مجله دانشکده پزشکی اصفهان (Jan 2016)
Dimensionality Reduction on Topological Features of the Gene Network Constructed from Microarray Data for Prediction of Breast Cancer Recurrence
Abstract
Background: Extracted features from gene expression profiles of DNA microarrays are traditional tools in cancer classification. In this regard, using topological properties of genes through the gene network reconstruction can provide more reliable findings. The main goal of this article is the prediction of breast cancer recurrence via using topological features of the relevance network reconstructed from gene expression profiles. Methods: We utilized seven gene expression microarray datasets, including 1271 samples from seven studies on breast cancer. In this study, the relevance gene network was reconstructed and FDA (Fisher Discriminant Analysis) method was applied for gene selection based on the characteristics of the network topology. To construct the gene network, we needed a profile of expressions for each gene and it could not be obtained from a single sample.

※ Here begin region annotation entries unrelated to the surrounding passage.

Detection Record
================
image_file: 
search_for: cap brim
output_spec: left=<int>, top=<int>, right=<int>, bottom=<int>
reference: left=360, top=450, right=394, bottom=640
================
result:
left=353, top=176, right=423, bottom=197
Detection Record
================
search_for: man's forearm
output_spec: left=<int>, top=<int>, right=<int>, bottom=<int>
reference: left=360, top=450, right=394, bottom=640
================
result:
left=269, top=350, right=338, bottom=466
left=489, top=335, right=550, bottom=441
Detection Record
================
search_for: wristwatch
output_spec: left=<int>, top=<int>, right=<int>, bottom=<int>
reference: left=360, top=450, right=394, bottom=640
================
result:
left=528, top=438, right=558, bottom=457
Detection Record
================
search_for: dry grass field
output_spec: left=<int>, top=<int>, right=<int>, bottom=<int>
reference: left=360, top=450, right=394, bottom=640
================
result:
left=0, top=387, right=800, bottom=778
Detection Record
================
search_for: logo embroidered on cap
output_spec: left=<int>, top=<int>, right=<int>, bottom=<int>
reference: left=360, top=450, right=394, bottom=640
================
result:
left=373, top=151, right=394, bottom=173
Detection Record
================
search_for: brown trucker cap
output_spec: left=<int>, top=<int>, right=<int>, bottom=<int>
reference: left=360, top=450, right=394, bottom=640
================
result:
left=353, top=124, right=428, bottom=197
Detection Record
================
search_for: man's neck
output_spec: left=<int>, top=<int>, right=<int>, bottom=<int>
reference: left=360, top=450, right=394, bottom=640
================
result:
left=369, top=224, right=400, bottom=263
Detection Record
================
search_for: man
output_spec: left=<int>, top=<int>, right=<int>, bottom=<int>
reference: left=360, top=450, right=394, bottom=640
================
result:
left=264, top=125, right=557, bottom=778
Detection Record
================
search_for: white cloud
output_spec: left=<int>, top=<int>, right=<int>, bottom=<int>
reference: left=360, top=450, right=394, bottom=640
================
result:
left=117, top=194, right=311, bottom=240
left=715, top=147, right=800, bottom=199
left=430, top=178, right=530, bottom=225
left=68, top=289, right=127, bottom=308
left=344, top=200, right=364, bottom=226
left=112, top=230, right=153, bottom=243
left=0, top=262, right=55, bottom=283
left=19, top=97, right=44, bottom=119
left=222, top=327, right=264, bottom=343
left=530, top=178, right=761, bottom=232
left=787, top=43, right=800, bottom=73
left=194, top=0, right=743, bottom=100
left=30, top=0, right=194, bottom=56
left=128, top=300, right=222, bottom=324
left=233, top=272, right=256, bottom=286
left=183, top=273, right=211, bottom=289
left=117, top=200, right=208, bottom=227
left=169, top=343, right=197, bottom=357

Therefore, to classify a test sample, this sample was added to the training data and new gene networks were reconstructed according to two groups of high- and low-risk samples. The correlation coefficient between topological quantity vectors of the networks before and after adding test sample was calculated. The test sample was classified to the group that corresponded to higher correlation between new reconstructed network and the primary labeled network. Findings: The classification accuracy was calculated using 5-fold cross-validation based on both correlation threshold and k-nearest neighbor (kNN) classifier and non-linear support vector machines (SVM) classifier that were applied on the topological properties of reconstructed gene networks. The results confirmed the advantage of applying topological features to the kNN and the non-linear SVM classifiers. The highest accuracy in prediction with the kNN classifier was obtained via degree centrality property that reached 98.5% in average among various numbers of genes. Conclusion: Topological features of reconstructed gene networks from gene expression profiles provided more stable and accurate results in prediction of breast cancer recurrence.